Não se traduzindo no mesmo sentimento de desvario irracional e raiva acumulada que fez ascender a direita radical, tal opção representa, igualmente, uma frontal resistência ao que politicamente se passa desde a unificação da Alemanha nessa parte do país.
Lendo assim os resultados das forças políticas situadas de um e do outro lado do bloco central no poder que, há anos, governa esse país unificado, encontramos, com efeito, uma votação muito expressiva do descontentamento reinante nessa parte da Alemanha.
3. O facto de ter sido a extrema-direita a recolher a maior simpatia dos eleitores desses Estados alemães não pode, nem deve, ser analisado unicamente do ponto de vista estritamente alemão, como nos é sempre sugerido pelos comentadores político-mediáticos encarregados de velar pela nossa boa interpretação dos factos.
Tal fenómeno político – a votação na extrema-direita alemã – deve, igualmente, ser inserido, também ele, na análise que, bem ou mal, se vem fazendo sobre os resultados que as forças políticas da direita radical vêm alcançando um pouco por toda a Europa.
Todos sabemos, claro, que há razões específicas para que no território da ex-RDA se aprofunde, hoje, uma rejeição do modelo liberal-democrata que governa a Europa.
Tais razões, porém, não explicam tudo o que ali se passa.
4. Há, de facto, situações antigas, exclusivas da Alemanha, e outras mais recentes, relacionadas com o panorama político europeu que ajudam a compreender o que se passa com tais votações.
Sobre as razões históricas, li, faz tempo, um magnífico livro de Christian Baecheler, Professor na Universidade Marc Bloch de Strasbourg, intitulado – «La Trahison des Élites Allemandes (1770-1945)», Ed.

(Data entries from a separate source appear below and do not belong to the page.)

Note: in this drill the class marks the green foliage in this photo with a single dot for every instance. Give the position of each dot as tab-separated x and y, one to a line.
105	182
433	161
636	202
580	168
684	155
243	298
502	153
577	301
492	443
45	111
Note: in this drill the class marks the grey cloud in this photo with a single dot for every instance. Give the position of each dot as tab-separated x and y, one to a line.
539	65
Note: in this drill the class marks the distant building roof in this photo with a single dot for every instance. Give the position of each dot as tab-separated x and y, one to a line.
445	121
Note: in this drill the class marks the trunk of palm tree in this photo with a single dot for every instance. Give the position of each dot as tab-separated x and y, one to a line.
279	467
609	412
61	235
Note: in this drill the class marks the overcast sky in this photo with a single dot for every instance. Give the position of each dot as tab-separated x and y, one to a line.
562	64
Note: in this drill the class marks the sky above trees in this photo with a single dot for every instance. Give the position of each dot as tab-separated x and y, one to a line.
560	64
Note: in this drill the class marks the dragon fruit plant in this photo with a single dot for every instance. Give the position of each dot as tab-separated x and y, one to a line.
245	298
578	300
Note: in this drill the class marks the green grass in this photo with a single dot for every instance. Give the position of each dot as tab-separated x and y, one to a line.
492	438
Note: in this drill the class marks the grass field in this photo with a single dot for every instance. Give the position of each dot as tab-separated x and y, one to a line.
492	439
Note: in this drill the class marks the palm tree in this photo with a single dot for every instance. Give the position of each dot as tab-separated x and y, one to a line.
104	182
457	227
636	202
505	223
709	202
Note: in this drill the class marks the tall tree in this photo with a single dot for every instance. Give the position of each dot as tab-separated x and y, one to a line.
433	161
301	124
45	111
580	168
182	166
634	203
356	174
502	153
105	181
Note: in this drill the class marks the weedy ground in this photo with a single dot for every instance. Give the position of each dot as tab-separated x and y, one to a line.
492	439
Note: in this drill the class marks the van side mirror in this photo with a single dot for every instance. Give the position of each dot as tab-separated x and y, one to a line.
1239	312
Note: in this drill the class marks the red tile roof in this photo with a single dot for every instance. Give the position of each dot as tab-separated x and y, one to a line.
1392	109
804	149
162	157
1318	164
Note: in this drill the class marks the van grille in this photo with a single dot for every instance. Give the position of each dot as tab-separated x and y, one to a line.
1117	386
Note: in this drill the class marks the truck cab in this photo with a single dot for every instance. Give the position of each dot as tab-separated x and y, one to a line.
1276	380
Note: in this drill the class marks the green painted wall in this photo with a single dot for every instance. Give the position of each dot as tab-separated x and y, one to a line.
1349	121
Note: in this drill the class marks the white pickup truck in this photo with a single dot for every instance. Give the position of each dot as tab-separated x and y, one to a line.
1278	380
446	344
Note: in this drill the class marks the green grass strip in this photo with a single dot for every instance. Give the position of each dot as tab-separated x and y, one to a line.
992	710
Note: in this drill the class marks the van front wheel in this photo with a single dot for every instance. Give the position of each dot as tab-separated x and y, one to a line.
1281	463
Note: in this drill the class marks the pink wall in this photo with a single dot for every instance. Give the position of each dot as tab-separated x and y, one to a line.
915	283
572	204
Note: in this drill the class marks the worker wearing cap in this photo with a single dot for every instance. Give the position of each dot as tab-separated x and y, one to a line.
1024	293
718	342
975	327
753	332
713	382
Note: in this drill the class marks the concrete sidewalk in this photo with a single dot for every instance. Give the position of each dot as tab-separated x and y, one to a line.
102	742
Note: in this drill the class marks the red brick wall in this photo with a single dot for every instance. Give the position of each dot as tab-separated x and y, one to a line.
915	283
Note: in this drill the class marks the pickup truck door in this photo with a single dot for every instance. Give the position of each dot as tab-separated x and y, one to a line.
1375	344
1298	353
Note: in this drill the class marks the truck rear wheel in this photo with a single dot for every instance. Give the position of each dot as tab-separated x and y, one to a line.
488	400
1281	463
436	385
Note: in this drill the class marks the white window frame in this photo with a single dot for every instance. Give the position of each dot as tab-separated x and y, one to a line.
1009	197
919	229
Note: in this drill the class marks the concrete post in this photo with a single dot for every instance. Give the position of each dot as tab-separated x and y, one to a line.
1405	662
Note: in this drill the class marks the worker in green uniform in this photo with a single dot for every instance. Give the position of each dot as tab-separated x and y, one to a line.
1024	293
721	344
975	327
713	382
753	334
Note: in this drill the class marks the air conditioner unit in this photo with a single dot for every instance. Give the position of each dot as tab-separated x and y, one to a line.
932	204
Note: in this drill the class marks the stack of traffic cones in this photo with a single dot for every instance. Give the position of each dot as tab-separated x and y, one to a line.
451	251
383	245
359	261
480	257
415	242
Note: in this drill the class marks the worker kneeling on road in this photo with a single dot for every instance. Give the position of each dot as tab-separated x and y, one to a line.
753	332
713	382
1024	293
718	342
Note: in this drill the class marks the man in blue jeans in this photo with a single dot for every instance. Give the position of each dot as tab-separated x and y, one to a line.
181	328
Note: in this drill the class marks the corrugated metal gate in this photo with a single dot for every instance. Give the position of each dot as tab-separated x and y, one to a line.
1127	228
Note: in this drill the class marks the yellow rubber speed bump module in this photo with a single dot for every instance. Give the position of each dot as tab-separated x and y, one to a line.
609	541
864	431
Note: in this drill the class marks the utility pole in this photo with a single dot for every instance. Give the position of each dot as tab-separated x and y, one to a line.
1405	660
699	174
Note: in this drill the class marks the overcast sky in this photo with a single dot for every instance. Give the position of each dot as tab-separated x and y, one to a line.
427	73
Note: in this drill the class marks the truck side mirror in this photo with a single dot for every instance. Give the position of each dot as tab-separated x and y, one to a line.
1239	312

Passés Composés, Paris, 2021 – que ajuda, com abundância de números, a ilustrar muito do que, agora, ali se passa.
Tal livro, de que já aqui falei, é essencial para compreender a evolução política, social e cultural da Alemanha no período nele estudado.
Contudo, ele ajuda, também, a perceber melhor, o que hoje ocorre nos diferentes territórios que compuseram os dois países alemães saídos da II Grande Guerra: a RFA e a RDA.
Num tom mais ligeiro e popular e, ao estilo inglês, algo irónico, pode também ser importante para a compreensão do complexo problema alemão a leitura do livro de James Hawes «A Mais Breve História da Alemanha».
A leitura desta obra ajuda a situar mais detalhadamente as diferenças culturais e económicas que existiam antes, e existem hoje, entre os alemães de diferentes regiões, muitas delas bem anteriores à criação e depois à unificação daqueles dois Estados germânicos.
5. Mas, se há razões históricas específicas para os diferentes comportamentos dos alemães ao longo dos tempos, a verdade é que, presentemente, não se podem estudar tais atitudes sem, em simultâneo, compreender a influência das movimentações das forças europeias de direita radical na assunção, pelos eleitores alemães desses Estados, de tal ideário político.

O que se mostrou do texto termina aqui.